Frédéric Chopin wrote his Trois nouvelles études ("three new studies") for piano in 1839, as a contribution to "Méthode des méthodes de piano", a piano instruction book by Ignaz Moscheles and François-Joseph Fétis. These études are less technical than the composer's Op. 10 and 25 and retain Chopin's original formula for harmonic and structural balance. They are often erroneously described as posthumous, due to their lack of an opus number.

== Études ==

1. The first of the Trois nouvelles études is an intimate piece in F minor. It develops students' facility with 3-on-4 polyrhythms.
2. The key of the second étude is A major sits atop a series of chords in the right hand with a simple bass in the left hand.
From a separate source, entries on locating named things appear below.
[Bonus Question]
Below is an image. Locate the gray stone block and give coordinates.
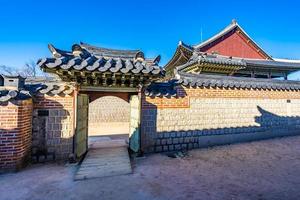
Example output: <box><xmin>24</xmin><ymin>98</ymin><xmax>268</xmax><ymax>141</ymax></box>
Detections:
<box><xmin>173</xmin><ymin>138</ymin><xmax>178</xmax><ymax>144</ymax></box>
<box><xmin>169</xmin><ymin>145</ymin><xmax>174</xmax><ymax>151</ymax></box>
<box><xmin>175</xmin><ymin>144</ymin><xmax>181</xmax><ymax>150</ymax></box>
<box><xmin>178</xmin><ymin>138</ymin><xmax>183</xmax><ymax>144</ymax></box>
<box><xmin>155</xmin><ymin>146</ymin><xmax>162</xmax><ymax>152</ymax></box>
<box><xmin>163</xmin><ymin>145</ymin><xmax>169</xmax><ymax>151</ymax></box>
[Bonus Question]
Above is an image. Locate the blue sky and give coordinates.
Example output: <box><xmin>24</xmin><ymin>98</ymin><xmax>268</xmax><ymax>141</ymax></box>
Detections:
<box><xmin>0</xmin><ymin>0</ymin><xmax>300</xmax><ymax>77</ymax></box>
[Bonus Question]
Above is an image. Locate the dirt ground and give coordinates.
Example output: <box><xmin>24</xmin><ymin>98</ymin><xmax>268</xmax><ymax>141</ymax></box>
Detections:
<box><xmin>88</xmin><ymin>122</ymin><xmax>129</xmax><ymax>136</ymax></box>
<box><xmin>0</xmin><ymin>136</ymin><xmax>300</xmax><ymax>200</ymax></box>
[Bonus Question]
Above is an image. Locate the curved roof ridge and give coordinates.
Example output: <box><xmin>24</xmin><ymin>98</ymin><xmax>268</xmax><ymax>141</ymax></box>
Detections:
<box><xmin>80</xmin><ymin>42</ymin><xmax>141</xmax><ymax>54</ymax></box>
<box><xmin>193</xmin><ymin>20</ymin><xmax>272</xmax><ymax>59</ymax></box>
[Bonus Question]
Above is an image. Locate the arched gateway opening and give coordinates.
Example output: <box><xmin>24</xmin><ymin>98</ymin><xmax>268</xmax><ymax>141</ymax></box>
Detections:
<box><xmin>38</xmin><ymin>43</ymin><xmax>164</xmax><ymax>157</ymax></box>
<box><xmin>88</xmin><ymin>96</ymin><xmax>130</xmax><ymax>140</ymax></box>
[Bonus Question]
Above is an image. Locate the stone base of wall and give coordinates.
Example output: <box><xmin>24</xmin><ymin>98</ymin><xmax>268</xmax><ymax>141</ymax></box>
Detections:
<box><xmin>145</xmin><ymin>127</ymin><xmax>300</xmax><ymax>153</ymax></box>
<box><xmin>141</xmin><ymin>87</ymin><xmax>300</xmax><ymax>153</ymax></box>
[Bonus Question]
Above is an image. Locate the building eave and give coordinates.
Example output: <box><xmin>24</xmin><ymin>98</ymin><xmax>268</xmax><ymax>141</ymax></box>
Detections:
<box><xmin>193</xmin><ymin>20</ymin><xmax>272</xmax><ymax>60</ymax></box>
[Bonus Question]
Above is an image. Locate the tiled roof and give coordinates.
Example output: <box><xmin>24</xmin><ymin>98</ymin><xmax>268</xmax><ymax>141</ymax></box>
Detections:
<box><xmin>176</xmin><ymin>51</ymin><xmax>300</xmax><ymax>71</ymax></box>
<box><xmin>37</xmin><ymin>45</ymin><xmax>164</xmax><ymax>76</ymax></box>
<box><xmin>0</xmin><ymin>77</ymin><xmax>74</xmax><ymax>102</ymax></box>
<box><xmin>176</xmin><ymin>71</ymin><xmax>300</xmax><ymax>91</ymax></box>
<box><xmin>145</xmin><ymin>80</ymin><xmax>178</xmax><ymax>97</ymax></box>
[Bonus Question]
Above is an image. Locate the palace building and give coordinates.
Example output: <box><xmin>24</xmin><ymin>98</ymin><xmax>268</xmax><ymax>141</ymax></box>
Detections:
<box><xmin>0</xmin><ymin>20</ymin><xmax>300</xmax><ymax>170</ymax></box>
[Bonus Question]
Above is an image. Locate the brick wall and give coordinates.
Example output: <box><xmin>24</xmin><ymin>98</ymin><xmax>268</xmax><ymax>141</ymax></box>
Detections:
<box><xmin>141</xmin><ymin>87</ymin><xmax>300</xmax><ymax>152</ymax></box>
<box><xmin>0</xmin><ymin>99</ymin><xmax>32</xmax><ymax>171</ymax></box>
<box><xmin>32</xmin><ymin>94</ymin><xmax>74</xmax><ymax>160</ymax></box>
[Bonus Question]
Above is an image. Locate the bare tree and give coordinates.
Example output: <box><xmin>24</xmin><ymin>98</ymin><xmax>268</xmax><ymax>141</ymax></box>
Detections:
<box><xmin>21</xmin><ymin>61</ymin><xmax>37</xmax><ymax>77</ymax></box>
<box><xmin>0</xmin><ymin>65</ymin><xmax>18</xmax><ymax>75</ymax></box>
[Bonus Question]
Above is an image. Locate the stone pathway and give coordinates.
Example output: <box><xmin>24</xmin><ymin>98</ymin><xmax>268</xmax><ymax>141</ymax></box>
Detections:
<box><xmin>74</xmin><ymin>138</ymin><xmax>132</xmax><ymax>180</ymax></box>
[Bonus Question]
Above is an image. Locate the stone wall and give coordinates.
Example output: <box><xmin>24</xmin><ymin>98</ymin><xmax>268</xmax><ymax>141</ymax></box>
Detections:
<box><xmin>0</xmin><ymin>99</ymin><xmax>32</xmax><ymax>171</ymax></box>
<box><xmin>141</xmin><ymin>87</ymin><xmax>300</xmax><ymax>152</ymax></box>
<box><xmin>32</xmin><ymin>94</ymin><xmax>74</xmax><ymax>160</ymax></box>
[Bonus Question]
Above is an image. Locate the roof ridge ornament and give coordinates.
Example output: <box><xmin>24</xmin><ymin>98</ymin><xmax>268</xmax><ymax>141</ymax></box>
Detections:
<box><xmin>231</xmin><ymin>19</ymin><xmax>237</xmax><ymax>25</ymax></box>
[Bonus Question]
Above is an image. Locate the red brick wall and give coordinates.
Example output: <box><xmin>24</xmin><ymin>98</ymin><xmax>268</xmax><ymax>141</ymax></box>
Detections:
<box><xmin>201</xmin><ymin>32</ymin><xmax>266</xmax><ymax>59</ymax></box>
<box><xmin>33</xmin><ymin>95</ymin><xmax>75</xmax><ymax>160</ymax></box>
<box><xmin>0</xmin><ymin>99</ymin><xmax>32</xmax><ymax>171</ymax></box>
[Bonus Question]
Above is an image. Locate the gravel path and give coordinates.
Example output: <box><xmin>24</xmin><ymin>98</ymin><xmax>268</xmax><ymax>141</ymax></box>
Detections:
<box><xmin>0</xmin><ymin>136</ymin><xmax>300</xmax><ymax>200</ymax></box>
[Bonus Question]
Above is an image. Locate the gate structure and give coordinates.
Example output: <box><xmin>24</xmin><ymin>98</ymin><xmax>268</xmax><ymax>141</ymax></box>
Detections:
<box><xmin>38</xmin><ymin>43</ymin><xmax>164</xmax><ymax>157</ymax></box>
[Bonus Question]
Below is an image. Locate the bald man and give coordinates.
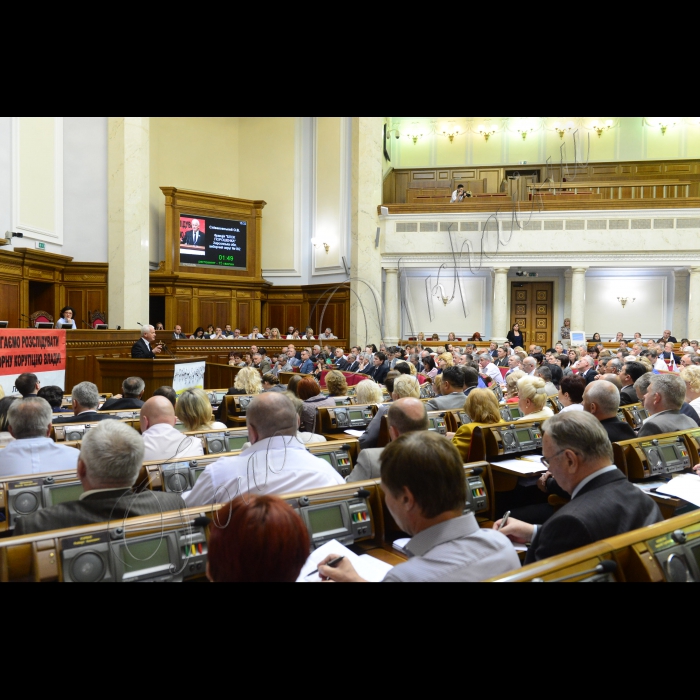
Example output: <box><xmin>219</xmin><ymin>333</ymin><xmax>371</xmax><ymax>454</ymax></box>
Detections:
<box><xmin>141</xmin><ymin>396</ymin><xmax>204</xmax><ymax>462</ymax></box>
<box><xmin>182</xmin><ymin>393</ymin><xmax>345</xmax><ymax>507</ymax></box>
<box><xmin>346</xmin><ymin>399</ymin><xmax>429</xmax><ymax>483</ymax></box>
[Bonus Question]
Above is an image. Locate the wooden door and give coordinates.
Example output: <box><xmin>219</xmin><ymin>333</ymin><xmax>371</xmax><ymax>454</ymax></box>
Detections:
<box><xmin>510</xmin><ymin>282</ymin><xmax>554</xmax><ymax>352</ymax></box>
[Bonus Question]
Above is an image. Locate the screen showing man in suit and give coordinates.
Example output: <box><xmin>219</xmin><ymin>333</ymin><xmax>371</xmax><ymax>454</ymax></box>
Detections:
<box><xmin>180</xmin><ymin>214</ymin><xmax>248</xmax><ymax>270</ymax></box>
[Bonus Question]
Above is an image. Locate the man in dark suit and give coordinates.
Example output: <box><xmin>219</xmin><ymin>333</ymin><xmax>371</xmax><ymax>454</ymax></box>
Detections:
<box><xmin>343</xmin><ymin>355</ymin><xmax>360</xmax><ymax>373</ymax></box>
<box><xmin>15</xmin><ymin>421</ymin><xmax>185</xmax><ymax>535</ymax></box>
<box><xmin>345</xmin><ymin>399</ymin><xmax>429</xmax><ymax>483</ymax></box>
<box><xmin>185</xmin><ymin>219</ymin><xmax>204</xmax><ymax>247</ymax></box>
<box><xmin>368</xmin><ymin>352</ymin><xmax>389</xmax><ymax>384</ymax></box>
<box><xmin>608</xmin><ymin>360</ymin><xmax>647</xmax><ymax>404</ymax></box>
<box><xmin>53</xmin><ymin>382</ymin><xmax>119</xmax><ymax>425</ymax></box>
<box><xmin>578</xmin><ymin>357</ymin><xmax>598</xmax><ymax>384</ymax></box>
<box><xmin>637</xmin><ymin>374</ymin><xmax>697</xmax><ymax>437</ymax></box>
<box><xmin>494</xmin><ymin>411</ymin><xmax>663</xmax><ymax>564</ymax></box>
<box><xmin>656</xmin><ymin>331</ymin><xmax>678</xmax><ymax>344</ymax></box>
<box><xmin>131</xmin><ymin>326</ymin><xmax>163</xmax><ymax>360</ymax></box>
<box><xmin>661</xmin><ymin>342</ymin><xmax>681</xmax><ymax>365</ymax></box>
<box><xmin>100</xmin><ymin>377</ymin><xmax>146</xmax><ymax>411</ymax></box>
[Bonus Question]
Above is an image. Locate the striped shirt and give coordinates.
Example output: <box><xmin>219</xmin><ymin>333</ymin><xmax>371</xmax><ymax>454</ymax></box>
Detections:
<box><xmin>384</xmin><ymin>513</ymin><xmax>520</xmax><ymax>583</ymax></box>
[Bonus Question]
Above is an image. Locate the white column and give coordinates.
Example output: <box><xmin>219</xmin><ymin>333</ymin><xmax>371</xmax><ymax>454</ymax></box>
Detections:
<box><xmin>491</xmin><ymin>267</ymin><xmax>510</xmax><ymax>343</ymax></box>
<box><xmin>688</xmin><ymin>267</ymin><xmax>700</xmax><ymax>340</ymax></box>
<box><xmin>350</xmin><ymin>117</ymin><xmax>384</xmax><ymax>346</ymax></box>
<box><xmin>384</xmin><ymin>267</ymin><xmax>401</xmax><ymax>345</ymax></box>
<box><xmin>671</xmin><ymin>270</ymin><xmax>690</xmax><ymax>340</ymax></box>
<box><xmin>554</xmin><ymin>270</ymin><xmax>573</xmax><ymax>324</ymax></box>
<box><xmin>571</xmin><ymin>267</ymin><xmax>588</xmax><ymax>333</ymax></box>
<box><xmin>108</xmin><ymin>117</ymin><xmax>150</xmax><ymax>329</ymax></box>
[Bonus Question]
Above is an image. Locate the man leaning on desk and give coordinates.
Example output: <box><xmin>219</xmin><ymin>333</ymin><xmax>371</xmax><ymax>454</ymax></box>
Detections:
<box><xmin>494</xmin><ymin>411</ymin><xmax>663</xmax><ymax>564</ymax></box>
<box><xmin>319</xmin><ymin>432</ymin><xmax>520</xmax><ymax>583</ymax></box>
<box><xmin>131</xmin><ymin>326</ymin><xmax>163</xmax><ymax>360</ymax></box>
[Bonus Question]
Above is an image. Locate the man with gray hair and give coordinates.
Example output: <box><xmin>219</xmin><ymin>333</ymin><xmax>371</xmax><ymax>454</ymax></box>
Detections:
<box><xmin>54</xmin><ymin>382</ymin><xmax>115</xmax><ymax>425</ymax></box>
<box><xmin>100</xmin><ymin>377</ymin><xmax>146</xmax><ymax>411</ymax></box>
<box><xmin>494</xmin><ymin>412</ymin><xmax>663</xmax><ymax>565</ymax></box>
<box><xmin>15</xmin><ymin>421</ymin><xmax>185</xmax><ymax>536</ymax></box>
<box><xmin>184</xmin><ymin>393</ymin><xmax>345</xmax><ymax>507</ymax></box>
<box><xmin>131</xmin><ymin>326</ymin><xmax>163</xmax><ymax>360</ymax></box>
<box><xmin>479</xmin><ymin>352</ymin><xmax>503</xmax><ymax>384</ymax></box>
<box><xmin>635</xmin><ymin>374</ymin><xmax>698</xmax><ymax>437</ymax></box>
<box><xmin>346</xmin><ymin>396</ymin><xmax>429</xmax><ymax>483</ymax></box>
<box><xmin>0</xmin><ymin>396</ymin><xmax>78</xmax><ymax>478</ymax></box>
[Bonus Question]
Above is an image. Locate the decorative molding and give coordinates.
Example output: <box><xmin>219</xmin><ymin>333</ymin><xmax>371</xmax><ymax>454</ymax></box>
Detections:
<box><xmin>262</xmin><ymin>117</ymin><xmax>309</xmax><ymax>277</ymax></box>
<box><xmin>12</xmin><ymin>117</ymin><xmax>63</xmax><ymax>246</ymax></box>
<box><xmin>382</xmin><ymin>250</ymin><xmax>700</xmax><ymax>264</ymax></box>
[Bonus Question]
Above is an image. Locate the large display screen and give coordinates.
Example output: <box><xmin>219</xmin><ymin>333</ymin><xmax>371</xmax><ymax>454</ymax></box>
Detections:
<box><xmin>180</xmin><ymin>214</ymin><xmax>248</xmax><ymax>270</ymax></box>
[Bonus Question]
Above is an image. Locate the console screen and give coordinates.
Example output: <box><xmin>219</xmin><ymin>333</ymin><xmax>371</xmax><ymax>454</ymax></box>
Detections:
<box><xmin>308</xmin><ymin>506</ymin><xmax>345</xmax><ymax>535</ymax></box>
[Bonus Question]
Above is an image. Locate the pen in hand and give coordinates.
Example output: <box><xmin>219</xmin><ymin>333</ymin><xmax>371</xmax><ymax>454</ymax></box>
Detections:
<box><xmin>498</xmin><ymin>511</ymin><xmax>510</xmax><ymax>532</ymax></box>
<box><xmin>306</xmin><ymin>557</ymin><xmax>345</xmax><ymax>578</ymax></box>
It develops students' facility with 2-on-3 polyrhythms.
3. The third and last étude, in D major, is the most technically challenging in this collection. It develops independence of voices and articulation in the right hand, with the upper melodic line quite legato over a staccato alto accompaniment. Some of the reaches required between the alto and soprano lines may be difficult for pianists with smaller hands.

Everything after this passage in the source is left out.